Minha vista escureceu. Só parei de esmurrá-la, quando percebi que ela não esboçava reação, exceto  o riso e olhar de quem tem garantida a vingança. Meu ódio pegou-me pelos colarinhos e pôs-me pra fora casa. Fui procurar consolo na manhã que já raiava. O sol, entretanto, não me ofereceu nenhuma porta ou janela para respirar outra vida. Voltei para o estreito corredor do cotidiano.

Tudo recomeçou. Eu saía, ela ficava em frente à televisão, o cigarro entre os dedos. Quando à tarde eu retornava, brigávamos. Eu não tinha mais sonhos. Só pesadelos. Num desses nossos reencontros, depois da habitual troca de  murros e arranhões deixei-me cair em mim. Olhei-a. Era deplorável seu rosto e sinistra a ironia que nele se mantinha. Fui vencido pelo primeiro soluço e desabei. Chorei todos os tonéis envelhecidos desde a minha irremediável perda. Ela saiu da sala em direção ao banheiro, rindo a princípio, gargalhando depois. Eu a esqueci por um tempo de completo vazio. Ao me sentir aliviado fui procurá-la para tentar uma conversa que nos possibilitasse uma tolerância menos violenta. Estaquei próximo à porta. Uma sombra balançava. Dei mais um passo e vi! O cinto enlaçava Tuausência no pescoço, ligando-o ao cano do chuveiro. Estava nua, inteiramente roxa, enormentumescida língua pendurada e olhos saltando. Quando fui tocá-la, a campainha soou. Tremi. Alguém girou o trinco. Corri ao encontro, empurrado pelo pânico.

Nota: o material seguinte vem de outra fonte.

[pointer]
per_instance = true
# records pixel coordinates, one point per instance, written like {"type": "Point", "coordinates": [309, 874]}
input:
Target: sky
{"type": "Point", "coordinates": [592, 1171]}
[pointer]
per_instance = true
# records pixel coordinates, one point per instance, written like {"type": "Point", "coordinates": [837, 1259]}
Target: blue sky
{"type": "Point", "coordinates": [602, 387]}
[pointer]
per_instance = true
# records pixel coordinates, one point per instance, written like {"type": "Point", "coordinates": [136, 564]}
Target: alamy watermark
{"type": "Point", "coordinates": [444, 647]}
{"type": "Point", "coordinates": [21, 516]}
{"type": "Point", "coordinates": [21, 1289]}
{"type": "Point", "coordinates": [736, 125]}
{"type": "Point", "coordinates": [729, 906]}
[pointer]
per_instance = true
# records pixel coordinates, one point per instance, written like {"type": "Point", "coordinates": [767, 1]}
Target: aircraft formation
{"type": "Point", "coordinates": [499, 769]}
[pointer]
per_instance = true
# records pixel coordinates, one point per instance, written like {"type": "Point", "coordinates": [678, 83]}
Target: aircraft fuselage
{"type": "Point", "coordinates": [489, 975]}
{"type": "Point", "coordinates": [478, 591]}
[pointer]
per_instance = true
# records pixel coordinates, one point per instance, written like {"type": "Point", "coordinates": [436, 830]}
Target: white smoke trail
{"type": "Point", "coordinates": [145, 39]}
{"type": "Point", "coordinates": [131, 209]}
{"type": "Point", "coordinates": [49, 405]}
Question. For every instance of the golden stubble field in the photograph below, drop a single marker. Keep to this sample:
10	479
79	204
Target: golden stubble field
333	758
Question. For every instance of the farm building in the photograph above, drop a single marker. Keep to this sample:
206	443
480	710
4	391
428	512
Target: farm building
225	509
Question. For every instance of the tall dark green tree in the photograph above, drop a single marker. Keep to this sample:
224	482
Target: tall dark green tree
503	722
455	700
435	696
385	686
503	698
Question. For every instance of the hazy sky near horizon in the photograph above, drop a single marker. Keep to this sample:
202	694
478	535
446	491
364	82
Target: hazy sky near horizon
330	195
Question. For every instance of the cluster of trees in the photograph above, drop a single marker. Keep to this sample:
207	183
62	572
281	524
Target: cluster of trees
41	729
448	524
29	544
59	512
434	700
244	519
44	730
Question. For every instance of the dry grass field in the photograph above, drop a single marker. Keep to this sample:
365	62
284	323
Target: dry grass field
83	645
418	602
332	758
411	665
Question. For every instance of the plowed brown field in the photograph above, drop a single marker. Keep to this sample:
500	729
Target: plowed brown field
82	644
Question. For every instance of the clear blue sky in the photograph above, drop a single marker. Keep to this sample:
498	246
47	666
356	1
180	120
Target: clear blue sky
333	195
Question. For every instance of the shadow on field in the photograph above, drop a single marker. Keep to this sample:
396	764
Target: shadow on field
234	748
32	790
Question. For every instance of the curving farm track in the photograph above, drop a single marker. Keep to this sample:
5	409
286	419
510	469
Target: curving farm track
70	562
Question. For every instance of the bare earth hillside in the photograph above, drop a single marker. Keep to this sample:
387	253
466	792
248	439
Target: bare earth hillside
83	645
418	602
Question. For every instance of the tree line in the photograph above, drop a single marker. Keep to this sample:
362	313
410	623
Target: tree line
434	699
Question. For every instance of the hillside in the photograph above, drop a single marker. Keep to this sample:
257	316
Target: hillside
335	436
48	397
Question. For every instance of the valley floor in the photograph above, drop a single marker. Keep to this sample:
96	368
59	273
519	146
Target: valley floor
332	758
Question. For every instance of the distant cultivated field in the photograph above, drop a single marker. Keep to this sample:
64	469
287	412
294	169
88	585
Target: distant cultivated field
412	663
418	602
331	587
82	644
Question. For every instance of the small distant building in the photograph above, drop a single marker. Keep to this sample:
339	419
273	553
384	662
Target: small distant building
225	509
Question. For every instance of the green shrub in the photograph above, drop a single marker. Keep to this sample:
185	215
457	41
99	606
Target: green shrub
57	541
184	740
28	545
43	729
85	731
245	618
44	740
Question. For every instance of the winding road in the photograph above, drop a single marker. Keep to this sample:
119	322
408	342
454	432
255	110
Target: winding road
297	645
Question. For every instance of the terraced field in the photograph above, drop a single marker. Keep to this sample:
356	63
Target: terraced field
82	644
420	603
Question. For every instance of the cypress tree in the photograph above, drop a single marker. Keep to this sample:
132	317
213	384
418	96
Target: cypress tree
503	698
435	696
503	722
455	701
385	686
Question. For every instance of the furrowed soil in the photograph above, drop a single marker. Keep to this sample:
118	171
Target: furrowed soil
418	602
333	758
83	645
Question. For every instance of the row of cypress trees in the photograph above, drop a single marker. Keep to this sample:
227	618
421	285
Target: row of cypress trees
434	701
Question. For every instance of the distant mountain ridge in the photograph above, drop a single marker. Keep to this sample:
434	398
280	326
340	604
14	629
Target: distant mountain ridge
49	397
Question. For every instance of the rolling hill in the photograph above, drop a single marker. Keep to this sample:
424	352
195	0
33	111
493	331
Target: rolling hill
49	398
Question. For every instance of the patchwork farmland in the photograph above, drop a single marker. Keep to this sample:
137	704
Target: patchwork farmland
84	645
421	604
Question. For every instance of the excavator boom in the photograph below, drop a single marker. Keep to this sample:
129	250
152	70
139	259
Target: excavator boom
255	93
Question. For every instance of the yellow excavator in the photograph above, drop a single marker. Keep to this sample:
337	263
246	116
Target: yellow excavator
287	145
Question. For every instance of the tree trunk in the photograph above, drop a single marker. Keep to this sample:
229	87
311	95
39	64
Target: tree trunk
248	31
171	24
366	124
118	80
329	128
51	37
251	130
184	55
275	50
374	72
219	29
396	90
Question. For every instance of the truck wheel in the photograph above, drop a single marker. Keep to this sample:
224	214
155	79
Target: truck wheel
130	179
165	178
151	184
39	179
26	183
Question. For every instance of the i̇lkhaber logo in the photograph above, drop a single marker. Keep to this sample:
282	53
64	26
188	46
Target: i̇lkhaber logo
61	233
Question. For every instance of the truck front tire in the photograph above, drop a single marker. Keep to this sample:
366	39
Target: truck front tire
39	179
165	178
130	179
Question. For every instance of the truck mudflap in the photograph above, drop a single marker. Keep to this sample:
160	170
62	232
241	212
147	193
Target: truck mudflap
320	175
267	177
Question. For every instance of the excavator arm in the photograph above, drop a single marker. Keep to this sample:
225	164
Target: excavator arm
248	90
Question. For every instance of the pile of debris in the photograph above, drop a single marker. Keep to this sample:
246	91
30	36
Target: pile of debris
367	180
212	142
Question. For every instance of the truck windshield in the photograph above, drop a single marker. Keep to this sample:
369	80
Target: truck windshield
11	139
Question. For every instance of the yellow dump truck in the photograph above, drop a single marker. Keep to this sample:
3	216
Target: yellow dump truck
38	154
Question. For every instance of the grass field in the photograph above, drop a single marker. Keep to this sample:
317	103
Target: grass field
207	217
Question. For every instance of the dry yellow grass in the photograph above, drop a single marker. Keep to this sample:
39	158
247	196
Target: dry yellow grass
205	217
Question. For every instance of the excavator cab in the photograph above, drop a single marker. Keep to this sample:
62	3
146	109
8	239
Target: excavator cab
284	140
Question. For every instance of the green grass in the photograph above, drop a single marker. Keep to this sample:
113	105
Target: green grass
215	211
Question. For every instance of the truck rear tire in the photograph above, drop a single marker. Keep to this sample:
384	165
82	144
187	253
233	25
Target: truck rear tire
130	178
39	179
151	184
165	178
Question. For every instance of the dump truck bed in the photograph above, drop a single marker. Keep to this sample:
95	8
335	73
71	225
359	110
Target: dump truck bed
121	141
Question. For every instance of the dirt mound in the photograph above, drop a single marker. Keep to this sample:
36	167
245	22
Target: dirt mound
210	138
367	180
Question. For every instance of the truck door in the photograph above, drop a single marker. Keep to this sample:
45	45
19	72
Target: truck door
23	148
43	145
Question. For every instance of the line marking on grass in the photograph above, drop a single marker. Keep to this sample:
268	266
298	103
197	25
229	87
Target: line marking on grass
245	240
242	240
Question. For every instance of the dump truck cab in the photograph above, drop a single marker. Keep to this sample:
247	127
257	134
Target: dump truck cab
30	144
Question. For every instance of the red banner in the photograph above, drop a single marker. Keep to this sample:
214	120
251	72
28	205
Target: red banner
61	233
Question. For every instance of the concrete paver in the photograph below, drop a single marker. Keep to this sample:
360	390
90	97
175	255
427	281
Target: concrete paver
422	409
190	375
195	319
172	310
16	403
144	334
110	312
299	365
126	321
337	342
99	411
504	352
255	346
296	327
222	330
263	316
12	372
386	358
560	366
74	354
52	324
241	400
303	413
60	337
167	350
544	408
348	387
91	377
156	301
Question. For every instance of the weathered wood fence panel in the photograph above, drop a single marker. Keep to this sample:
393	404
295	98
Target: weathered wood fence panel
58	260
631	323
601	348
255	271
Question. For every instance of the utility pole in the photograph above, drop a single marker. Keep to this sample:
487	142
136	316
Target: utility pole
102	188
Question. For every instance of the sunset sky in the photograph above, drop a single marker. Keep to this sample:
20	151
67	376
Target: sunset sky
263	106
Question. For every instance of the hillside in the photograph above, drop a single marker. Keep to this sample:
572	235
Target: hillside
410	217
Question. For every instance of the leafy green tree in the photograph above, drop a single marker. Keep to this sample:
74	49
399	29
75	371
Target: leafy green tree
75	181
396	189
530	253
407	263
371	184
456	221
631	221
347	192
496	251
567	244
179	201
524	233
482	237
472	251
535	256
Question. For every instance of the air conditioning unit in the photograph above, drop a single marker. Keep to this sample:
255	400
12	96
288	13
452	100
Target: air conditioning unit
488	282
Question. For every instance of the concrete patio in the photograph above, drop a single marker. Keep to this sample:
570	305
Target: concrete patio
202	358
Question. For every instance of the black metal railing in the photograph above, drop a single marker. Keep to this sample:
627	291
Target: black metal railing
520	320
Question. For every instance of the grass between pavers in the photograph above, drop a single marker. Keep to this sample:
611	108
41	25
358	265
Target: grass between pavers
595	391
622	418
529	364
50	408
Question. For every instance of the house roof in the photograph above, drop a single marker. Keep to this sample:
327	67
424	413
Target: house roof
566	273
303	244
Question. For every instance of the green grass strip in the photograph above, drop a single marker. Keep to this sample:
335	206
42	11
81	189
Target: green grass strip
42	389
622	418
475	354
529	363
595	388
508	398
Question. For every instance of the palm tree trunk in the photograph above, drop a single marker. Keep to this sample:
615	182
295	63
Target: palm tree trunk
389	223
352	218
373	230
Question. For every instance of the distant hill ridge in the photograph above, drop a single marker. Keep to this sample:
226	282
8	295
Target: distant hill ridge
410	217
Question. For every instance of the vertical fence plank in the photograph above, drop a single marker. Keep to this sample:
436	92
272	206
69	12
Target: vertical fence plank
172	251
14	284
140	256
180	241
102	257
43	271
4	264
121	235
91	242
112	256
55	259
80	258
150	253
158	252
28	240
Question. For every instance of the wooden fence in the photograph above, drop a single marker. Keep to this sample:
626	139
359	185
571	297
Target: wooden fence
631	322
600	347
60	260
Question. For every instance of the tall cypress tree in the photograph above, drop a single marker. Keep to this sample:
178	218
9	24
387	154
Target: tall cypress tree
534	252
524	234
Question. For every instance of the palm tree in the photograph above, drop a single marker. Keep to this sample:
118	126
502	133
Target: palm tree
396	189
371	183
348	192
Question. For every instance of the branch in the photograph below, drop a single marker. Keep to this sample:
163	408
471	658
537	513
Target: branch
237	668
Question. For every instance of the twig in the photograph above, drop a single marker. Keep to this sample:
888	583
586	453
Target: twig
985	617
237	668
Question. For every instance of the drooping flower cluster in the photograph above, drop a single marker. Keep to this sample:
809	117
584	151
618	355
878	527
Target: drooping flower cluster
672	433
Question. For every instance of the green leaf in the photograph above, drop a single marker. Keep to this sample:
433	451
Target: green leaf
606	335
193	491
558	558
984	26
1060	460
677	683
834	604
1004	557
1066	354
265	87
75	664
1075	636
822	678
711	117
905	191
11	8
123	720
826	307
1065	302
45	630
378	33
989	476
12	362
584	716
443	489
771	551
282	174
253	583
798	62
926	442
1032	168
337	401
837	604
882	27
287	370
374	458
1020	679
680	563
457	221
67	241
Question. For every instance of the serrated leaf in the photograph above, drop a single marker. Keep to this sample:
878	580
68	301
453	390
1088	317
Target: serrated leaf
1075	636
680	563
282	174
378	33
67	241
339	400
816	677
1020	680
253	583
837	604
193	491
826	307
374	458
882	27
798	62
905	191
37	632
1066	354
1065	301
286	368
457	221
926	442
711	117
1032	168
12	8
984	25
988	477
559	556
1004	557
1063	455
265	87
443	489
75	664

Eras TU, entre os lábios um sorriso com a ternura de todos os marfins. Os olhos, dois sóis negros irradiando a aurora polar da minha vida. TEU rosto jacarandá, aconchegado na crespa e noturna auréola dos cabelos, era o desenho da minha paz. Abraçamo-nos.

Fusão de eternidades.

O cadáver apodreceu no banheiro naquela mesma noite. Restou apenas cinzas. Ao raiar a manhã, eu as recolhi e usei para adubar a samambaia que trouxeste.